What about the little homeowner whose mortgage is sinking the family budget? The millions and millions of homeowners facing woe and foreclosure, whose collective problem is drowning the national economy?

There is still a raging debate over whether homeowners should get a lifeline at all. But plans are being made. Super-low mortgage interest rates or new tax breaks may be on the way.

But for whom? New homeowners? Struggling homeowners? Can we afford this?

This hour, On Point: Bailing out the home-owning world.

You can join the conversation. Would bargain-basement mortgage interest rates and foreclosure relief turn your town, your life, the national economy around? Do you want your failing neighbors to get a helping hand from Washington? Do you want a piece of that pie, too?Guests:

Joining us from New York is Michael Corkery, a reporter for The Wall Street Journal covering housing and home-building. His most recent piece, looking at the Treasury Department's proposal to push down mortgage rates, was headlined "Lower Rates Help Sell Houses, but Market Faces Broader Ills."

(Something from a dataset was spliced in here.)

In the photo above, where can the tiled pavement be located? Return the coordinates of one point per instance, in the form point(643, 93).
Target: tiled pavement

Also from New York, we're joined by Dwight Jaffee, a professor at the Haas School of Business at the University of California at Berkeley. He is currently visiting at New York University's Stern School of Business.

And from Wellesley, Mass., we're joined by Karl Case, professor of economics at Wellesley College. A national authority on the economics of housing and real estate, he collaborates with economist Robert Shiller to produce the Case-Schiller Home Price Index, the most widely used database of housing prices in the U.S.

This program aired on December 9, 2008.